Alors, mes chers amis, installez-vous, prenez un café (virtuel, hein, on n'est pas chez George Clooney quand même), et parlons de la page de garde du cahier d'Histoire-Géo de 6ème. Oui, oui, ce truc qui vous donnait plus de sueurs froides que l'interro surprise sur la Mésopotamie! Ah, souvenirs, souvenirs…
Franchement, c'était un peu le concours Lépine de la créativité forcée, non? On avait l'impression que notre futur de grand artiste se jouait sur cette pauvre page. Et avouez-le, on finissait souvent par un truc informe, à mi-chemin entre Pollock et un gribouillage d'enfant de 3 ans qui vient de découvrir les feutres indélébiles.
Le "Cahier de...", un Titre à la Spielberg!
Déjà, le titre: "Cahier de…". Tellement original! On aurait pu faire mieux, hein? Genre "Les chroniques d'un sixième en galère avec Clovis" ou "Indiana Jones et le mystère du Paléolithique". Mais non, c'était "Cahier de…". Le suspense à son comble!
Et ensuite, il fallait mettre son nom. Imaginez la panique si on oubliait! On risquait de se retrouver avec le cahier de Kevin (il y a toujours un Kevin dans chaque classe, n'est-ce pas?), et adieu la bonne note durement acquise grâce à Google (chut, ne le répétez pas!).
Dessins Épiques et Erreurs Tragiques
La partie la plus fun (ou la plus flippante, selon votre niveau en dessin) était la déco. On pouvait choisir entre:

- Des pyramides égyptiennes (souvent bancales, genre construites après un apéro un peu trop arrosé).
- Des cartes du monde (où l'Australie ressemblait plus à une patate qu'à un continent).
- Des portraits de personnages historiques (qui finissaient par ressembler à vos parents après une longue journée de travail).

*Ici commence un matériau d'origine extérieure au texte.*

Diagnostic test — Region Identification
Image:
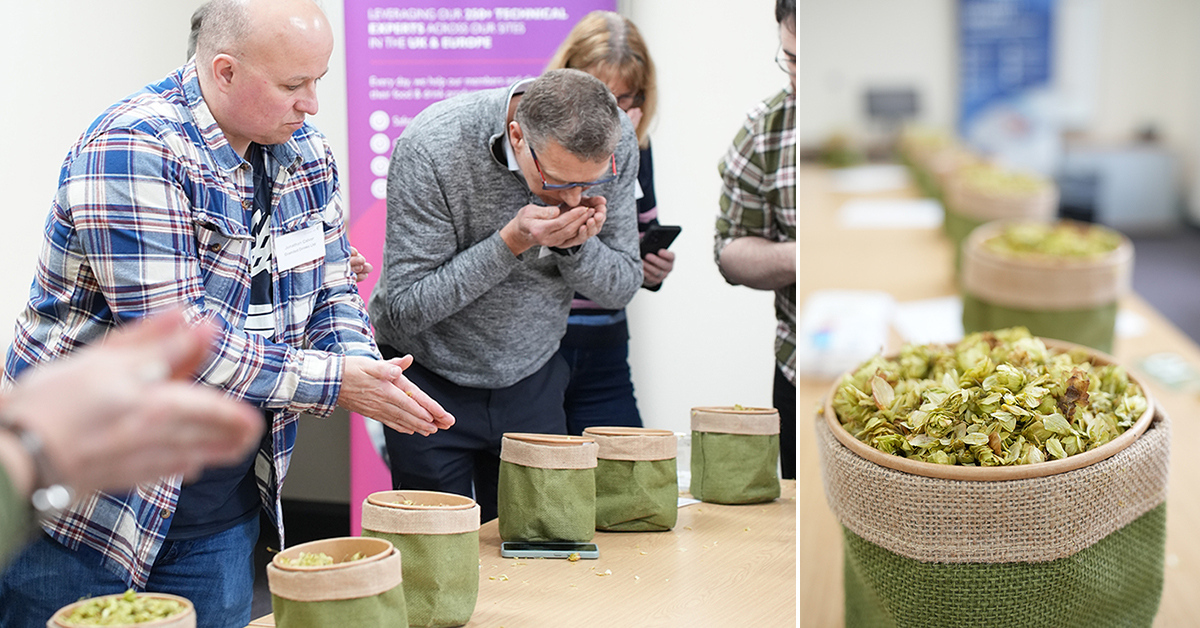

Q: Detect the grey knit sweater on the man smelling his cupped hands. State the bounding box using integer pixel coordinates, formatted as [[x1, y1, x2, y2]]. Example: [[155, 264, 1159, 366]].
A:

Et attention aux erreurs! Une date fausse et c'était la honte intersidérale. Croyez-moi, j'ai encore des cauchemars où je situe la Révolution Française en 1492. #TraumatismeScolaire
L'Art de la Récup' et le Syndrome de la Page Blanche
Pour certains, c'était le festival de la récup'! Des images découpées dans des magazines, des vieux autocollants… Tout était bon pour habiller cette page maudite. On aurait dit une brocante avant l'heure.

D'autres, au contraire, étaient frappés par le terrible syndrome de la page blanche. Le néant. Le vide sidéral. La page vierge qui vous fixait, l'air de dire "Vas-y, impressionne-moi!". Et là, c'était le drame. On finissait par écrire son nom en gros, et basta.
Finalement, cette page de garde, c'était un peu le reflet de nos vies de collégiens: un mélange de créativité, d'angoisse et de tentatives désespérées de faire bonne impression. Et au fond, c'était ça qui était beau!